Yeah, I wasn't so much singling him out as being an awful defender, as much as I was pointing out that he was a weak link in the chain that UNO was going after. Iowa really has no answer to speedy guards this season, as you can tell by how Hollins treated that zone defense in the first Vine. And I would include Williams in that because he hasn't been good at keeping quick point guards in front of him this season. So if it's Bohannon's all offense and no defense vs. Williams' no offense or defense, Bohannon is the clear pick to me.
As for Moss, Fran pulled him because of fouls. He picked up two quick fouls around the 8 minute mark in the first half, and Fran went with the auto-pull. Then, in the second half, he picked up his third at around the 15 minute mark, and Fran sat him again. Why Fran decided not to put him back in until there was only 39 seconds left in the game? I have no clue.
What exactly am I overrating? He's a 34% career shooter in 105 attempts from out there. I said I think he can shoot mid-to-high 30s. And the whole conversation was about 3-point shooting, so I'm not sure why overall field goal percentage got thrown in there. And, even then, I said he needs to get better at finishing at the rim.
My main, overall point, is that the way people talk about him, you would think he had a terrible season last year. He was a former 3 star recruit in his sophomore year, and he made some big strides from his freshman year. I think he's got more talent to be unlocked, and while he hasn't played well as a junior so far, we shouldn't write him off after a month.
So, again, I'm not exactly sure what you are taking issue with here?
He very well may not be the 45% shooter he was from outside last season. However, he shouldn't be written off for one month of bad shooting. He went 4-18 in November from three-point range. Even Peter Jok has had a month where he shot 5-19 in his career. It's a really small sample. Uhl does have an odd-looking shot, and he has not played very well on offense to start the season but players have bad months. If he's really this bad of a shooter, I am sure Fran would have tried to fix his release by now and wouldn't be letting him continue to shoot the three in games. I do think his shooting will come around. I'm not convinced it will be over 40%, but I do think he can shoot mid-to-high 30s.
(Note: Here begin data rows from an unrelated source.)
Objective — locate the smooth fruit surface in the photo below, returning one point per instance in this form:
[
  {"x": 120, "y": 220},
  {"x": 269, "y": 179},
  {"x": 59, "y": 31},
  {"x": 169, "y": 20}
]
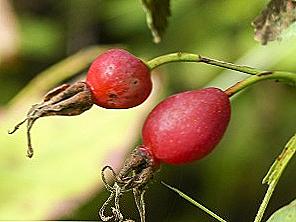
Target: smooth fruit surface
[
  {"x": 187, "y": 126},
  {"x": 118, "y": 79}
]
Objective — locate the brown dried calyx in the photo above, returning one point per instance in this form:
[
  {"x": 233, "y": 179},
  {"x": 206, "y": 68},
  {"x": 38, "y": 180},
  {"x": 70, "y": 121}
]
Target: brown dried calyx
[
  {"x": 65, "y": 100},
  {"x": 134, "y": 176}
]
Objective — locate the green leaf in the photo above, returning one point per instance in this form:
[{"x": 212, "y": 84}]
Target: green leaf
[
  {"x": 157, "y": 13},
  {"x": 285, "y": 214},
  {"x": 274, "y": 19}
]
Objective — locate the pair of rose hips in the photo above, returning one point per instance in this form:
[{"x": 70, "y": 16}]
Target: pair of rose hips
[{"x": 182, "y": 128}]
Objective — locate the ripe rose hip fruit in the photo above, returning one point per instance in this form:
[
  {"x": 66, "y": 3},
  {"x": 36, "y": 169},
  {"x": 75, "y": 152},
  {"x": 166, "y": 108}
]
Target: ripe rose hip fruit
[
  {"x": 118, "y": 79},
  {"x": 183, "y": 128},
  {"x": 187, "y": 126}
]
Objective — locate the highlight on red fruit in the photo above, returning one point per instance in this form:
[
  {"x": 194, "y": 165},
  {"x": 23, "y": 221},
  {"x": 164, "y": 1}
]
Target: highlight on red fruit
[
  {"x": 181, "y": 129},
  {"x": 118, "y": 79},
  {"x": 187, "y": 126}
]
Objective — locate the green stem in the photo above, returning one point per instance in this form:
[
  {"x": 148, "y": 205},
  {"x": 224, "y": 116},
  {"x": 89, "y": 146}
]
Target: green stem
[
  {"x": 275, "y": 173},
  {"x": 276, "y": 75},
  {"x": 258, "y": 75},
  {"x": 195, "y": 203},
  {"x": 189, "y": 57}
]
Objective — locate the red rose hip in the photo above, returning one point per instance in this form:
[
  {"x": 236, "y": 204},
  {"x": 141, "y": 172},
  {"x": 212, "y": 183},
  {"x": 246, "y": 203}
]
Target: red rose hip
[
  {"x": 117, "y": 79},
  {"x": 186, "y": 126}
]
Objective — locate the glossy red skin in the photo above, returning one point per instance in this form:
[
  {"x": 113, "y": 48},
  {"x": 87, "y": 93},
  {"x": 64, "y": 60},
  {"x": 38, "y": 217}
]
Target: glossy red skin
[
  {"x": 187, "y": 126},
  {"x": 119, "y": 80}
]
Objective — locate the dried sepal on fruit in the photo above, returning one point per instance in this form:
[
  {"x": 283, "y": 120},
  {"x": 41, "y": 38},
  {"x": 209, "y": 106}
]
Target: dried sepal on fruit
[
  {"x": 181, "y": 129},
  {"x": 115, "y": 80},
  {"x": 65, "y": 100}
]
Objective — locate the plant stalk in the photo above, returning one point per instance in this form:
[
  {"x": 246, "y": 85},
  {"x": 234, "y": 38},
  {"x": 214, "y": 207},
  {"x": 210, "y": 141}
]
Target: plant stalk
[{"x": 257, "y": 74}]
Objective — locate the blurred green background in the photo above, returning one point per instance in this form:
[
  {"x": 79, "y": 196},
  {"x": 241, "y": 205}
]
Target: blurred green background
[{"x": 62, "y": 181}]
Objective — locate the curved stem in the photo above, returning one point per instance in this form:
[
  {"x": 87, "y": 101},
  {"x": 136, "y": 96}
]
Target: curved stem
[
  {"x": 189, "y": 57},
  {"x": 276, "y": 75},
  {"x": 257, "y": 74}
]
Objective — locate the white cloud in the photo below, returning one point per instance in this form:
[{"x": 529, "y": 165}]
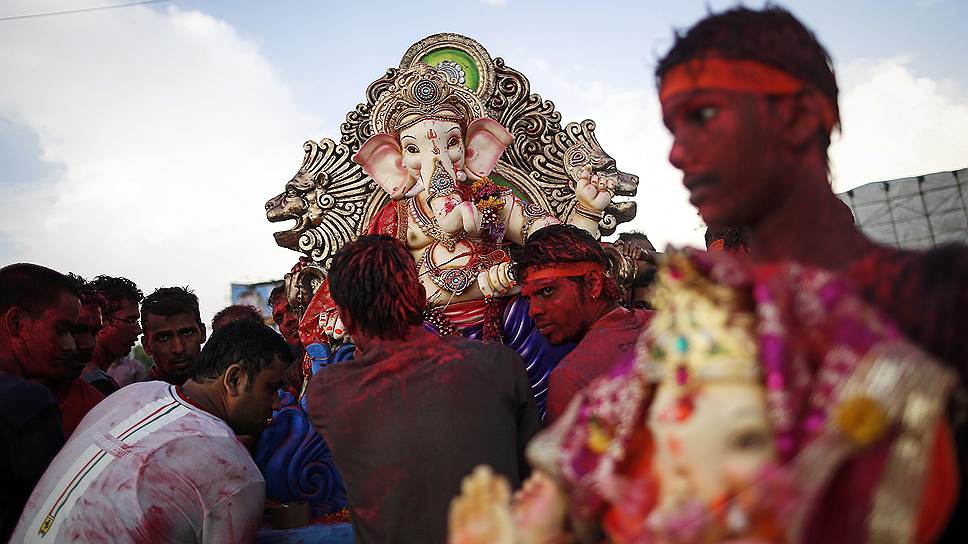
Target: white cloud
[
  {"x": 171, "y": 130},
  {"x": 896, "y": 124}
]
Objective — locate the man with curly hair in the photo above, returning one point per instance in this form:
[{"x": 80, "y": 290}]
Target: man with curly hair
[
  {"x": 563, "y": 272},
  {"x": 750, "y": 98},
  {"x": 119, "y": 333}
]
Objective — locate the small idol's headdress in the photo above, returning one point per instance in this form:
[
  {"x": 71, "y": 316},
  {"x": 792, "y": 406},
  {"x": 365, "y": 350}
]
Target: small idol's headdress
[
  {"x": 423, "y": 92},
  {"x": 702, "y": 331}
]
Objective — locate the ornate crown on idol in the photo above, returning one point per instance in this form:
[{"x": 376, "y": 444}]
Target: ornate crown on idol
[
  {"x": 701, "y": 332},
  {"x": 423, "y": 92}
]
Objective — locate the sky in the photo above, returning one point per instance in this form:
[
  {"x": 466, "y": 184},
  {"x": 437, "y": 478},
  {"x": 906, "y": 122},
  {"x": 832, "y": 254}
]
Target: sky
[{"x": 143, "y": 141}]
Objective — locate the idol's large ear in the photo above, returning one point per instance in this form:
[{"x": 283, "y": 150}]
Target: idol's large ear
[
  {"x": 486, "y": 141},
  {"x": 381, "y": 159}
]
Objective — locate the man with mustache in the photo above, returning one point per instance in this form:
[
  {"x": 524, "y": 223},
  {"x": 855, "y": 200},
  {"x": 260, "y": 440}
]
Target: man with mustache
[
  {"x": 156, "y": 462},
  {"x": 750, "y": 98},
  {"x": 573, "y": 300},
  {"x": 38, "y": 310},
  {"x": 75, "y": 397},
  {"x": 120, "y": 331},
  {"x": 173, "y": 333}
]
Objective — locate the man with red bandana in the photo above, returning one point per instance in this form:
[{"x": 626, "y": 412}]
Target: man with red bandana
[
  {"x": 573, "y": 300},
  {"x": 751, "y": 100}
]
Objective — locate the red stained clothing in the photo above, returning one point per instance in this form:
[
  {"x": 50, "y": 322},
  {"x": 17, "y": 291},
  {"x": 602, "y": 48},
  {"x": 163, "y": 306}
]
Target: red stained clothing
[
  {"x": 79, "y": 400},
  {"x": 407, "y": 420},
  {"x": 611, "y": 340},
  {"x": 147, "y": 466},
  {"x": 925, "y": 293}
]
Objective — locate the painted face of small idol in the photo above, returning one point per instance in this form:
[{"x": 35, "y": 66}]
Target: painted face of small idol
[
  {"x": 557, "y": 310},
  {"x": 728, "y": 151},
  {"x": 710, "y": 442},
  {"x": 287, "y": 320}
]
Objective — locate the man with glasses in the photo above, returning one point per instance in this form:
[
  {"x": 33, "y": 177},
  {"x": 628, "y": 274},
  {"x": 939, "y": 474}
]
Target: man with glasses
[{"x": 120, "y": 330}]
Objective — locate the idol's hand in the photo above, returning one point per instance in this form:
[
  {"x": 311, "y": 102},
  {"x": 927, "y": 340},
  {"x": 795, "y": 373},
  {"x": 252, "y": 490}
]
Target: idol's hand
[
  {"x": 481, "y": 514},
  {"x": 496, "y": 281},
  {"x": 593, "y": 191},
  {"x": 333, "y": 326}
]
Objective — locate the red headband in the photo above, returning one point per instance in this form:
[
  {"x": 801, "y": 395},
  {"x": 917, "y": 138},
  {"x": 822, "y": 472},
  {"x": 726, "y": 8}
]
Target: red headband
[
  {"x": 737, "y": 75},
  {"x": 561, "y": 270}
]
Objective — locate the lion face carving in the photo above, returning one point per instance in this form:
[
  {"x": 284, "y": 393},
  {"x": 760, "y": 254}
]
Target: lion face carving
[
  {"x": 300, "y": 201},
  {"x": 587, "y": 151}
]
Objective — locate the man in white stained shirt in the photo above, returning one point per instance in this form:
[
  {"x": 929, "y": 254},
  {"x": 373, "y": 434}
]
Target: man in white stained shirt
[{"x": 156, "y": 462}]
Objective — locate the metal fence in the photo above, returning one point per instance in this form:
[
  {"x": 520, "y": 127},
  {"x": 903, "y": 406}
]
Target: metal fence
[{"x": 913, "y": 213}]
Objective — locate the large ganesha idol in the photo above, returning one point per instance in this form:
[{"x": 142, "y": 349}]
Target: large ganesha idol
[
  {"x": 765, "y": 406},
  {"x": 457, "y": 158},
  {"x": 457, "y": 192},
  {"x": 432, "y": 152}
]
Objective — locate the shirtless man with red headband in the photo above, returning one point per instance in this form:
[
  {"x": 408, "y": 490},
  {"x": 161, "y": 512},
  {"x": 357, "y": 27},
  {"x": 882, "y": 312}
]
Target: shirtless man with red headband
[
  {"x": 562, "y": 272},
  {"x": 751, "y": 100}
]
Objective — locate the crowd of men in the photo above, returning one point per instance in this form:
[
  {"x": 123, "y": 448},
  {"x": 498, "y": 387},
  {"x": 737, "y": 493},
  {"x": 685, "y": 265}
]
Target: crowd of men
[{"x": 160, "y": 459}]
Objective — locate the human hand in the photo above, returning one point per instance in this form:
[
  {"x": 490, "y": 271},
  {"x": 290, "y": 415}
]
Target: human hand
[{"x": 540, "y": 509}]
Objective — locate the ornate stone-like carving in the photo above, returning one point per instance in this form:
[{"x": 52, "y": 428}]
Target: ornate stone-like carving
[{"x": 332, "y": 200}]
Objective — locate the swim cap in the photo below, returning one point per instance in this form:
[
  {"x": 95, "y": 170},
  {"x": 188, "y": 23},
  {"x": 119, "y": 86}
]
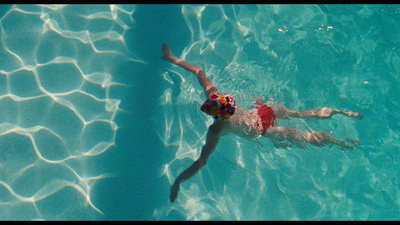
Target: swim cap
[{"x": 223, "y": 106}]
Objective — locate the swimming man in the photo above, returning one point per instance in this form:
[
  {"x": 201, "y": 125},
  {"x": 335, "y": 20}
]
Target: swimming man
[{"x": 249, "y": 123}]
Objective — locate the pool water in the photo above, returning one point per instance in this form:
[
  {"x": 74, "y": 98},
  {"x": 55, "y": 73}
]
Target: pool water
[{"x": 94, "y": 125}]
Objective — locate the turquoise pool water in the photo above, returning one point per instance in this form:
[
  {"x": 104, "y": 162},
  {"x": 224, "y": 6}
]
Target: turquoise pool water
[{"x": 95, "y": 126}]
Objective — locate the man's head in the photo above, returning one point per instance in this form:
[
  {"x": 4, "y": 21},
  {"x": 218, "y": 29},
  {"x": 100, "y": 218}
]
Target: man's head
[{"x": 219, "y": 106}]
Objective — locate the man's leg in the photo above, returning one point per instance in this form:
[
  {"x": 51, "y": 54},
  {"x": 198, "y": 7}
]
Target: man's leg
[
  {"x": 279, "y": 135},
  {"x": 282, "y": 112}
]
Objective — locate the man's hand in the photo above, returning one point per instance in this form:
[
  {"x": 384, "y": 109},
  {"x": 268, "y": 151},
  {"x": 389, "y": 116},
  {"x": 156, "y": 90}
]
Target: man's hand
[
  {"x": 174, "y": 191},
  {"x": 167, "y": 54}
]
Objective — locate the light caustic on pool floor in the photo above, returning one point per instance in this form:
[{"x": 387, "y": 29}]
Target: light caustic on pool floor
[{"x": 55, "y": 109}]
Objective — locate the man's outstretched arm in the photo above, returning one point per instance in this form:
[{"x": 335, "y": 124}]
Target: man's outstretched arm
[
  {"x": 208, "y": 86},
  {"x": 213, "y": 135}
]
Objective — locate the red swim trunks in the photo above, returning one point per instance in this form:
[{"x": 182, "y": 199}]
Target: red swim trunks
[{"x": 266, "y": 115}]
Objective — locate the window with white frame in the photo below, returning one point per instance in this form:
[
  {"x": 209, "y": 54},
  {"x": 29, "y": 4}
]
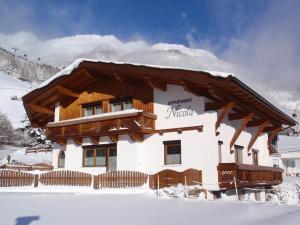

This isn't directed at you, but I think Uhl gets something like the Adam Woodbury treatment from a lot of the fanbase because he isn't the type of player they think he should be. He has a weird-looking shot and he's so quiet that people automatically think he's lethargic and doesn't care. He needs his three-point shooting to turn around, and he needs to get better at finishing at the rim and cutting back down on his turnovers. However, he is one of the team's best rebounders and most versatile defenders, and I don't think he gets enough credit for things he does that people don't see.